Monday, October 01, 2007

O'Reilly And Sharpton: Perfect Together

Bill O'Reilly has been considerably criticized for the race- related remarks he made on the Radio Factor on September 19, 2007.. As ABC News.com explained the genesis of the controversy, the television and radio host said of his visit at a famous restaurant in Harlem:


"I couldn't get over the fact that there was no difference between Sylvia's restaurant and any other restaurant in New York City," said O'Reilly on the Sept. 19 edition of his nationally syndicated radio show.

There wasn't one person in Sylvia's who [was] screaming,'M-Fer was, I want more iced tea," he told National Public Radio's Juan Williams. "[It] was like going into an Italian restaurant in an all-white suburb in the sense of people were sitting there, and they were ordering and having fun. And there wasn't any kind of craziness at all.


Some critics remarked that O'Reilly seemed surprised that "blacks eat with knives and forks," or that "we do use table napkins," as a black law professor at the University of Pennsylvania put it.

But there was something that gnawed at me, and apparently few others, about O'Reilly's remarks. CNN.com reports O'Reilly commented "this is what white America doesn't know, particularly people who don't have a lot of interaction with black Americans. They think the culture is dominated by Twista, Ludacris, and Snoop Dogg." The appeal of rap music is probably more age- (and possibly class-)than race-dependent, Twista, Ludacris, and Snoop Dogg, and rap entertainers generally having more appeal to young white people than to middle-aged blacks.
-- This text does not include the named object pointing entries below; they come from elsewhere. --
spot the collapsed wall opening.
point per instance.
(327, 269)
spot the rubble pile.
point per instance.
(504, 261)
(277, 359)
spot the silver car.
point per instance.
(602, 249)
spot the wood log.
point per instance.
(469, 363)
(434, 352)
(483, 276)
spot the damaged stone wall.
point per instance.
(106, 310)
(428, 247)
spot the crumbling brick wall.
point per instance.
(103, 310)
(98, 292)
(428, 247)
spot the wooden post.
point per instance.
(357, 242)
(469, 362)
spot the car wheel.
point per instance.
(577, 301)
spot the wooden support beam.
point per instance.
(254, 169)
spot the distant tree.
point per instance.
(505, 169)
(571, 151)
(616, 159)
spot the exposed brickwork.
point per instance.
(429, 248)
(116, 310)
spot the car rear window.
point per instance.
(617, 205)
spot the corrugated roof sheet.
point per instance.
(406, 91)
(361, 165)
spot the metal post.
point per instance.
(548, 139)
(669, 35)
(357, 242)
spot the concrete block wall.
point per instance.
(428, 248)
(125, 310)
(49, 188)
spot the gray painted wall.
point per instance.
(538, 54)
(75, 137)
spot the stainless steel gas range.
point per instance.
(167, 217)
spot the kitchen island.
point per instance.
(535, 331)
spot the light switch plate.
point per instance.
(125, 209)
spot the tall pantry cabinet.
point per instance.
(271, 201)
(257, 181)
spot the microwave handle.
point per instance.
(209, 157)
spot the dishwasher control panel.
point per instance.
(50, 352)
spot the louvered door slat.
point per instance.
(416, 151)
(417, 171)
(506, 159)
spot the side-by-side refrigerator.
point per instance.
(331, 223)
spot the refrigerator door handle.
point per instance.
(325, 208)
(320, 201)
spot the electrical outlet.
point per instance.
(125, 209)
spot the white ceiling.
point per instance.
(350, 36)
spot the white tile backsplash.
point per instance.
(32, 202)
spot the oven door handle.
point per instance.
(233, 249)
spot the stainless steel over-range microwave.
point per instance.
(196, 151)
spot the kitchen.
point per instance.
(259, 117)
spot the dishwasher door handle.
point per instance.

And it's condescending- O'Reilly's appointed mission to educate "white America" about "black America" because white people- including his listeners- "don't have a lot of interaction with black Americans." Perhaps we're sheltered, ignorant, or even racist- clearly inadequate in a way that he is not. We know only that he is a conservative, a Republican, and an elitist.


And let us not forget Reverend Sharpton, who at the time of the incident was dining with Mr. O'Reilly for the second time and later said "I'm not defending him. But I'm not going to OD on O'Reilly." Not, say, like he did on Don Imus. Sharpton brings to mind an old line, something like: "We know what you are. Now we're just discussing the price."